Neil McCandless, a former Moffat County Commissioner, said things were a little bit simpler when he grew up in the Craig area.

“I always say now that I grew up in the best time of all,” he said, remembering the times he would often walk to the river to wet a fishing line after school.

“In the 30s and 40s, I think people were leaving,” he said. “But then after the 50s, people started realizing small towns are a good place to live and they started coming back.”

Wyman said as the county matured, those living in the area started taking pride in their county’s spirit.

“I think of Moffat County as more of a working person’s community and area, Craig in particular, and all of the outlying areas from Maybell out to Dinosaur,” he said. “They just don’t act or respond the same … it’s a different cultural atmosphere.”

Wyman said there were many lively and memorable “characters” he knew growing up, but many of them aren’t around anymore.

“There was some old-time people, maybe there still is now, that never took a bath and lived out in the country,” he said. “One old guy, who lived out north, drove a tractor to town because he didn’t have a car. I guess you could call that just getting by.”

Mary Lou Allen, president of Preserving the Last Frontier, a local historical group, said residents need to remember the people who “made this county what it is today” during the centennial.

Allen contends the people who shaped Moffat County weren’t always the characters, politicians or even those living in town.

“This county is vast and there were people living way out and they had to endure the trials and tribulations of the vastness of this county,” she said. “They endured and I think they are just as important in the making of this county as anyone else.”

Allen said Moffat County has become a place that attracts a certain type of person.

“Some people can’t adapt to this,” she said. “They need people, they need shopping malls, while others have more of a sense of freedom and like the solitude, the openness, the ruggedness of the area.”

Davidson said the county’s economic cycles, weather, environment and a number of other factors created an individualist’s mindset among those who homesteaded here.
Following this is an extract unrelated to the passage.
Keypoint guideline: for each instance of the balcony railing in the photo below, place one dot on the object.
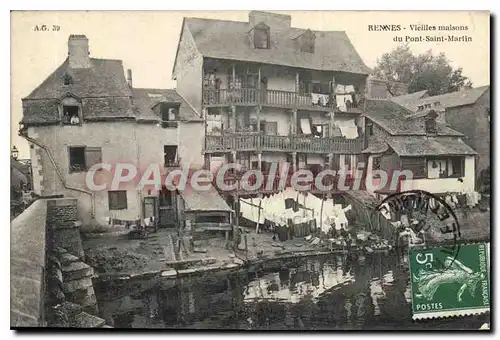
(272, 184)
(248, 96)
(252, 142)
That mindset is still alive today, he said.

McCandless agreed, adding the county still has a Western, “self-reliant attitude.”

“If things were tough, they worked hard and when times were good they had a good time,” he said.

Davidson was quick to point out that without Moffat’s railroad, however, the attitude, people and places that Moffat County is today would have been vastly different.

From receiving the lumber to build the homesteads in the area, to shipping the county’s wool and grain exports and bringing in the parts to build the power plant and sustain the area’s coal mines, the railroad made Moffat County and brought its critical founders here, Davidson said.

“I would say that’s why he did it,” Davidson said of Moffat building the railroad. “I think he wouldn’t have been surprised by it at all.”